En una jornada cargada de simbolismo y reclamo, médicos y residentes del Hospital Humberto Notti realizaron un gesto solidario hacia sus colegas del Hospital Garrahan. Lo hicieron mediante un "abrazo simbólico" que se convirtió en una contundente denuncia sobre las condiciones laborales y salariales que atraviesa el sistema de salud pública en Mendoza y en el país. Ç
La iniciativa fue dada a conocer en el programa El Interactivo (lunes a viernes, de 12 a 14, por Facebook, YouTube y Ciudadano_News en Twitch) , donde los profesionales alzaron la voz con crudeza.
Protesta en las puertas del Notti
El médico pediatra Pablo Melonari fue uno de los que tomó la palabra y denunció: "Nos hacemos solidarios con nuestros colegas del Hospital Garrahan. A eso lo hemos llamado un abrazo simbólico no solo a nivel nacional, sino también en defensa de la salud pública de Mendoza. Las condiciones laborales que tenemos no difieren en nada con lo que sucede en Buenos Aires", explicó.
Melonari fue más allá y dejó en evidencia la crítica situación de los profesionales de la salud: "Estamos siendo vapuleados. Estamos ganando miseria. Esto pasa en Buenos Aires y pasa en Mendoza. No se puede vivir con 700 mil pesos un médico con 20 años de experiencia y tres especialidades", lamentó.
"Mortalidad infantil en aumento y cierre de maternidades"
El profesional también apuntó contra la gestión provincial: "La política sanitaria actual está vaciando la salud pública. Mendoza ha incrementado en el último año la mortalidad infantil y perinatal. El Gobierno ha cerrado maternidades y espacios de seguimiento de niños y embarazadas.
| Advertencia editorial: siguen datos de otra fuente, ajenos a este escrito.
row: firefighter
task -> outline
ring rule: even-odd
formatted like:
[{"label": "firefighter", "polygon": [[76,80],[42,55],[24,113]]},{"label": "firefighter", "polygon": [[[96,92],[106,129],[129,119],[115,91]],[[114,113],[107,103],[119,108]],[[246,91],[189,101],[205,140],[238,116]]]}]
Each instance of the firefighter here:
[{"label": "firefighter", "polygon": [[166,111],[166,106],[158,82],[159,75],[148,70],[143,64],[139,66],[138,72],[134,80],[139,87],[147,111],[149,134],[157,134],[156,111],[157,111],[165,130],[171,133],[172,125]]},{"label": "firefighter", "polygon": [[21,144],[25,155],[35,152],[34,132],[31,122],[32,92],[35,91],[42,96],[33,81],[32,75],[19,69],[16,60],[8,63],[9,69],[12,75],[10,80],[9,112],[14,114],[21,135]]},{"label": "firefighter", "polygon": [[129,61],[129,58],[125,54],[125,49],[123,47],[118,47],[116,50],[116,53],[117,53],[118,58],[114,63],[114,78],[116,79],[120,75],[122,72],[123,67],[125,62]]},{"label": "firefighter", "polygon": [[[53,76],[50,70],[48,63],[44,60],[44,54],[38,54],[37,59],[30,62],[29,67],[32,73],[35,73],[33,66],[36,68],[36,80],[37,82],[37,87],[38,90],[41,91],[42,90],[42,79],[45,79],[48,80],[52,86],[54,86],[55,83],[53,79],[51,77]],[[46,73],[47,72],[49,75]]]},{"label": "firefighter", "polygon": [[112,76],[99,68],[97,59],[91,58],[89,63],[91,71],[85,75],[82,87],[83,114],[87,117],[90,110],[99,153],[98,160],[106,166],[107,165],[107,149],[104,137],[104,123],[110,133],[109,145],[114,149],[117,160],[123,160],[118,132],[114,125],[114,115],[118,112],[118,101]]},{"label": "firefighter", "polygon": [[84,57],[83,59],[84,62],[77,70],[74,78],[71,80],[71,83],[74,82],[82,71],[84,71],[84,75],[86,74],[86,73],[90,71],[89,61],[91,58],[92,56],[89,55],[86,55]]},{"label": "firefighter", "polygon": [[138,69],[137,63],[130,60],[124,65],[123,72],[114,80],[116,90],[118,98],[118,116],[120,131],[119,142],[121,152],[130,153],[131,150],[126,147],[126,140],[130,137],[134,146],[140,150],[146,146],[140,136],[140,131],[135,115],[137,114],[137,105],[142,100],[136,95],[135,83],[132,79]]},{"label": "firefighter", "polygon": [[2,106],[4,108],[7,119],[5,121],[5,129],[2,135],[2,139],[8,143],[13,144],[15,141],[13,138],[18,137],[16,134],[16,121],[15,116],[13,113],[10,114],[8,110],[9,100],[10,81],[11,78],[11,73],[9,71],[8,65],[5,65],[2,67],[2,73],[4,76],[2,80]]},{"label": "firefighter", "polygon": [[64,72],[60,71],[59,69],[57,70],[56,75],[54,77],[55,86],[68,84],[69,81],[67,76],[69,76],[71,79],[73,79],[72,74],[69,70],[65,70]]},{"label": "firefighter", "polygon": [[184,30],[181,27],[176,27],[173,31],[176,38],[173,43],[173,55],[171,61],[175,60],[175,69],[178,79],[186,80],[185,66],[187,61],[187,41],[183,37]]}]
Hoy tenemos 88 niños más muertos que el año pasado. Eso es gravísimo", advirtió con dureza.
A la vez, remarcó que el reclamo no es corporativo: "Nos dirigimos a la población porque estamos peleando pura y exclusivamente por nuestros pacientes. La comunidad tiene que conocer estas cosas y acompañar este reclamo".
Residentes: jornadas extenuantes y sueldos desiguales
A la protesta también se sumaron voces jóvenes del hospital. Pablo Agustín Parola, residente de pediatría de segundo año, explicó: "La nueva ley dejó a los residentes de segundo, tercero y cuarto año con sueldos muy por debajo de los de primer año. Nosotros cobramos menos de un millón mientras que ellos superan el $1.600.000. Es una desproporción inadmisible", denunció.
En la misma línea, una médica residente señaló: "Un R2 está cobrando $3.500 la hora haciendo guardias de más de 24 horas. Un R3, $3.900. Y gran parte del sistema de salud pública se sostiene gracias a los residentes".
Los profesionales coincidieron en que la crisis lleva años, pero ahora se agudiza. "No adjudico esto solo a este gobierno. Antes también veníamos mal. Pero no hemos visto ninguna señal para corregir esta situación. Necesitamos medidas concretas ya", remataron.